Le cauchemar publicitaire dans la quatrième dimension

L’installation dans le métro parisien d’écrans de publicité « intelligents » équipés d’un capteur de visage et d’un système de transmission de données sans fil à destination des usagers inquiètent les associations.

Xavier Frison  • 2 février 2009 abonné·es
Le cauchemar publicitaire dans la quatrième dimension

Illustration - Le cauchemar publicitaire dans la quatrième dimension

Ca ressemble à un téléphone portable géant du type « iPhone » collé au mur. Dans les couloirs de la station de métro Charles de Gaulle-Etoile, à Paris, le long écran crache d’incessants spots publicitaires à un rythme endiablé. Voiture, montre de luxe, agence de voyage ou promo de films, tout y passe, sous le regard navré d’une trentaine de militants antipub allongés au pied de l’engin. Quatre de ces panneaux à « affichage à cristaux liquide » (ACL) ornent la station, préfigurant les 400 écrans qui doivent bientôt équiper le réseau de métros de la capitale.

Problème, l’innovation technologique dont Metrobus, la régie publicitaire de la RATP, est si fière, constitue une nouvelle « horreur publicitaire nocive pour la santé et la liberté » , selon Résistance à l’agression publicitaire (RAP), Souriez vous êtes filmés , Big brothers awards et Robin des toits . Les associations mobilisées contre les ACL dénoncent en priorité l’atteinte aux libertés publiques et les risques liés à la santé. Le dispositif cache derrière ses parois fumées une caméra, ou « capteur » selon la terminologie de Metrobus, destinée à étudier les réactions des passants aux messages diffusés. A terme, l’activation du système de transmission sans fil Bluetooth permettra d’envoyer des données publicitaires sur les téléphones portables des usagers du métro qui passeront à proximité des écrans, généralisant l’utilisation des ondes sans fil dont la dangerosité est soulignée sans relâche par Robin des toits. Dernier écueil, l’arrivée possible, dans un second temps, de publicités sonores.
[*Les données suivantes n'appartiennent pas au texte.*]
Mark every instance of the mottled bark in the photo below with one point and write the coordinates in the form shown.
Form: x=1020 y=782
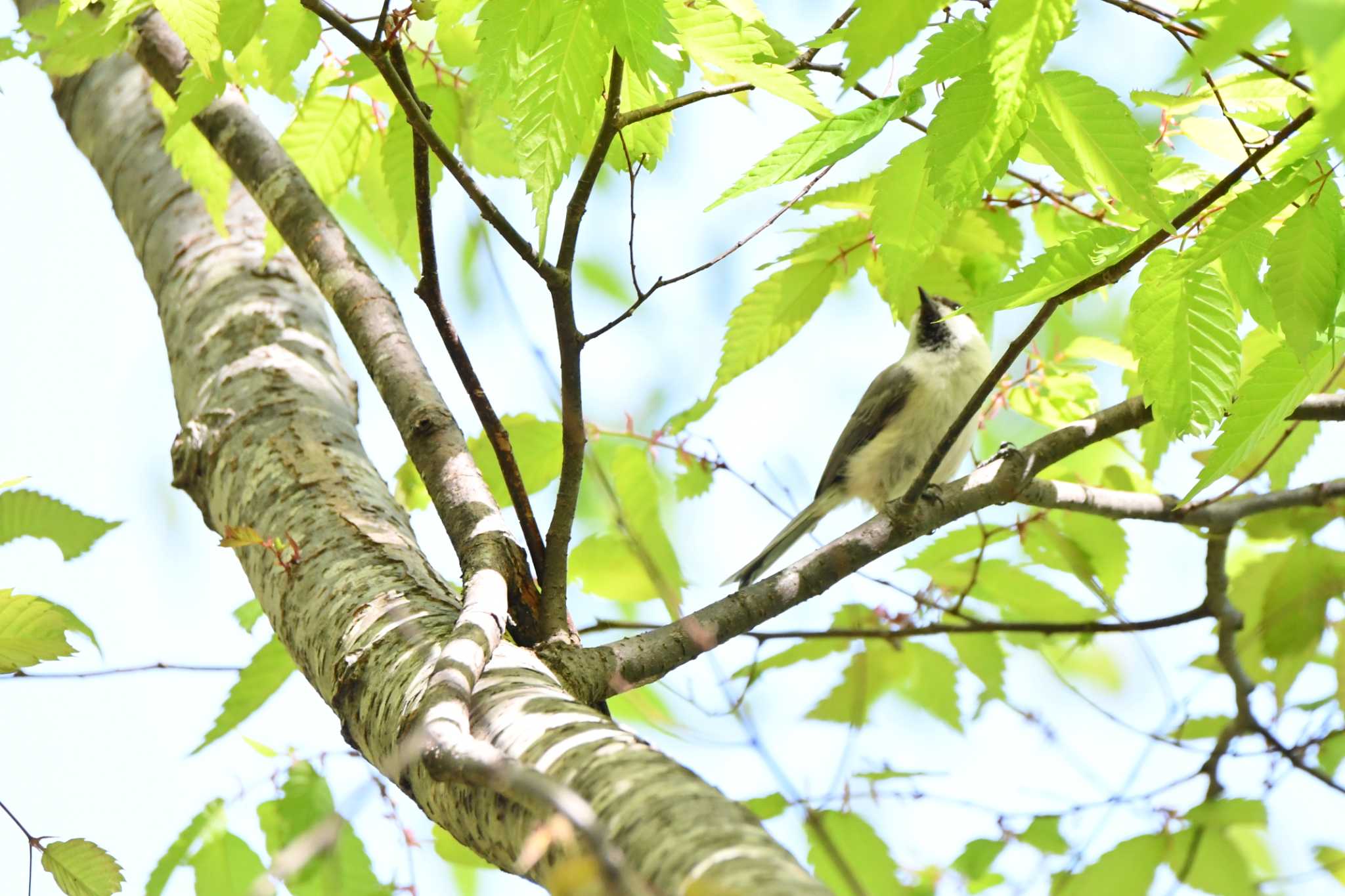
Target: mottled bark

On imagine sans peine le volume démentiel qu’il faudrait appliquer à ces pubs sonores pour couvrir les bruits du métro aux heures de pointe…
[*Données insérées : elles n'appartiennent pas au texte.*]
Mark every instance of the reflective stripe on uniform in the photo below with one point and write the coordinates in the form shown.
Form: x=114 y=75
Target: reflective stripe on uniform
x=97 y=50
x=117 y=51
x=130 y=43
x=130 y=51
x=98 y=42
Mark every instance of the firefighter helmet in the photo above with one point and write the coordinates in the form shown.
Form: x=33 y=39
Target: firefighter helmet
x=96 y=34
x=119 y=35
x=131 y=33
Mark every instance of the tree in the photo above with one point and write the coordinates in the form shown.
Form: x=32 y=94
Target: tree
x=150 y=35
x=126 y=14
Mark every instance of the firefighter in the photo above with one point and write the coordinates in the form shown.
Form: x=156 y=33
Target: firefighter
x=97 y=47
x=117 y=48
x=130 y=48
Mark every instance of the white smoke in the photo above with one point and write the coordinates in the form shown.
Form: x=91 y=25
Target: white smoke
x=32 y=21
« Nous avons découvert ces nouveaux écrans avec des pubs en boucle comme tout le monde, une fois ceux-ci installés dans le métro , explique Charlotte Nenner, présidente de RAP. Nous estimons qu’il s’agit de vidéosurveillance détournée à des fins commerciales et sommes totalement opposés à l’envoi de contenus publicitaire via Bluetooth. Nous avons donc demandé une concertation avec la RATP et Metrobus et la suspension du dispositif. Les usagers n’ont pas à se faire imposer de nouvelles formes de publicité sans qu’il y ait eu un débat public sur le sujet. Il est encore temps de stopper ça » . Pour Jean-Pierre Petit, de Souriez vous êtes filmés, « la RATP a franchi la ligne jaune. » Et de rappeler que l’association a déjà dû saisir la Cnil pour obliger la RATP à promouvoir son très discret Pass découverte, dépourvu de puce électronique, au contraire de l’intrusif Pass Navigo, qui enregistre électroniquement les déplacements de chaque usager.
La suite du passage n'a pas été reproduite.